The Impact of Data Filtration on the Accuracy of Multiple Time-Domain Forecasting for Photovoltaic Power Plants Generation

Abstract
The paper reports the forecasting model for multiple time-domain photovoltaic power plants, developed in response to the necessity of bad weather days’ accurate and robust power generation forecasting. We provide a brief description of the piloted short-term forecasting system and place under close scrutiny the main sources of photovoltaic power plants’ generation forecasting errors. The effectiveness of the empirical approach versus unsupervised learning was investigated in application to source data filtration in order to improve the power generation forecasting accuracy for unstable weather conditions. The k-nearest neighbors’ methodology was justified to be optimal for initial data filtration, based on the clusterization results, associated with peculiar weather and seasonal conditions.
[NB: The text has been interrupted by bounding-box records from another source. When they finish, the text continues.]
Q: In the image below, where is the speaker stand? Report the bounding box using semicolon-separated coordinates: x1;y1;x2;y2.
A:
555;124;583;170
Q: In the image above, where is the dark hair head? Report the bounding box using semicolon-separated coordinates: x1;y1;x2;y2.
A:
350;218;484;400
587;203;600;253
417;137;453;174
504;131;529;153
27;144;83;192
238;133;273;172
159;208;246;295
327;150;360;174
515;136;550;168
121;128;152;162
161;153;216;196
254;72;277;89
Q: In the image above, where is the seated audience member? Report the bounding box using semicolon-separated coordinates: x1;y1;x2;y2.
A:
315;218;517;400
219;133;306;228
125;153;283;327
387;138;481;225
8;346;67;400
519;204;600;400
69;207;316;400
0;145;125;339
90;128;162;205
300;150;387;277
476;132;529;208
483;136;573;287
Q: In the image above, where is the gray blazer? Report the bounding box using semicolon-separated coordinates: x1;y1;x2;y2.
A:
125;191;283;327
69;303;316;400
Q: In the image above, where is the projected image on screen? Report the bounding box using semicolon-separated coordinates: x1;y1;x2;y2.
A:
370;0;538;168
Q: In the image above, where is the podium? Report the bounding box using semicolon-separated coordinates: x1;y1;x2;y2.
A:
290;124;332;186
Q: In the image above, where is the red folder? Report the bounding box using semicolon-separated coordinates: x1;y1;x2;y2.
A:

The photovoltaic power plants’ forecasting accuracy improvement was further investigated for a one hour-ahead time-domain. It was proved that operational forecasting could be implemented based on the results of short-term day-ahead forecast mismatches predictions, which form the basis for multiple time-domain integrated forecasting tools. After a comparison of multiple time series forecasting approaches, operational forecasting was realized based on the second-order autoregression function and applied to short-term forecasting errors with the resulting accuracy of 87%. In the concluding part of the article the authors from the points of view of computational efficiency and scalability proposed the hardware system composition.